The report echoes an earlier Department of Education memo that said wearing face coverings and dividing students into groups to help fight infection will not be mandatory this fall, and comes as the responsibilities of the volunteer advisory group are transferred to Public Health Ontario.
« We’re not disbanding it, » Premier Doug Ford said in an unrelated Niagara announcement Friday, after being asked about members of the COVID-19 science advisory table saying they were told the table would be dissolved as of September 6.
Ford said « they’re going to have a full-time home, rather than being put there in limbo » and will work with chief medical officer Dr Kieran Moore.
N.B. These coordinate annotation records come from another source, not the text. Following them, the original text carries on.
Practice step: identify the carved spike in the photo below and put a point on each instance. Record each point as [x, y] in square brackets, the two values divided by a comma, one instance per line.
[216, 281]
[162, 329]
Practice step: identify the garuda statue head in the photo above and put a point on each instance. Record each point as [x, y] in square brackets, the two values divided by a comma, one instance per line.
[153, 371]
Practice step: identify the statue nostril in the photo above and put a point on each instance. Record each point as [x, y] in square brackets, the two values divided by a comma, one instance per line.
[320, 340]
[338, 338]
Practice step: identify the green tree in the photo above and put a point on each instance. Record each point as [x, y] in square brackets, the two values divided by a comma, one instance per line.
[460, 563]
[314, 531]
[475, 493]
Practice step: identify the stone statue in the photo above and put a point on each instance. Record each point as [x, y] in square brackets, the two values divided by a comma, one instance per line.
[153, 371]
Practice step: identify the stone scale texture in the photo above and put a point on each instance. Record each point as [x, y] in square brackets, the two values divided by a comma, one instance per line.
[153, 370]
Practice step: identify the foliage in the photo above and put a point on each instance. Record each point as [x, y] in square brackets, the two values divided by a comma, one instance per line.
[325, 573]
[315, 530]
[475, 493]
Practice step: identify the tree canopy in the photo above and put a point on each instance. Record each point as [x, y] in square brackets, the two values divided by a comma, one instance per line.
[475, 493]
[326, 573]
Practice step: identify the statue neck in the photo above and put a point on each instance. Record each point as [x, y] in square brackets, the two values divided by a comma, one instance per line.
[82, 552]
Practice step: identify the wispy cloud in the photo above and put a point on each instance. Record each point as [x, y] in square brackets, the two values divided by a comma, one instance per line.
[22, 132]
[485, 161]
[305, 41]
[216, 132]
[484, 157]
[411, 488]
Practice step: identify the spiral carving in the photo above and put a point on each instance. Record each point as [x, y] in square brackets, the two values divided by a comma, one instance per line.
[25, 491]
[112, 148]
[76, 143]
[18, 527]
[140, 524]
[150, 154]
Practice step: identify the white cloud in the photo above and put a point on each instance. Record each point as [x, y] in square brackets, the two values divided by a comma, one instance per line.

Science Table guidance on schools, which reopen after Labor Day, noted that the “physical, emotional and developmental health of children” has been affected by the pandemic and school closures, which in Ontario were more prevalent than in any other jurisdiction in North America and Europe.
« School closures to in-person attendance should only be considered part of a communicable disease control strategy in the most catastrophic of circumstances, » said the report by a group of pediatric and medical experts. in infectious diseases.
Instead, they advocate for improving indoor air quality, washing hands and making hand sanitizer available, deep cleaning schools, encouraging vaccinations, and doing that staff and students stay home when sick.
While the report’s authors could not reach agreement on when to mandate mask-wearing, the report states that « operationally, mask-wearing is probably the easiest temporary measure to implement. if necessary to support ongoing school operations…
“It is recognized that some school staff and students may continue to wear a mask even in the absence of a mandate, and this choice must be respected; schools should be mask-friendly environments.
The report also states that “temporary infection-related health and safety measures (e.g. masking, physical distancing, cohort, active screening, testing) can help reduce the transmission of communicable diseases in schools… (but) a thoughtful approach based on real- local level analysis is recommended before reintroducing these temporary measures after careful consideration of the potential benefits and negative consequences” as well as prevailing rules in the wider community .
However, he indicates, « these temporary measures should not be necessary at the start of the 2022 school year ».
Earlier this month, the Department for Education told councils that masks will not be compulsory but will be provided in schools to staff and pupils who wish to wear them.
In a written statement, Education Minister Stephen Lecce said the province has sent more than 100,000 HEPA filter units for classrooms, implemented rigorous cleaning protocols and will continue to provide testing. rapid COVID-19 to schools.
« Our government’s ‘catch-up plan’ is designed to keep students in safe classrooms without disruption, which is why we followed expert advice from Ontario’s Chief Medical Officer of Health, as children go back to class in September,” he said. “Our government remains focused on providing students with a positive, safe and normal school experience.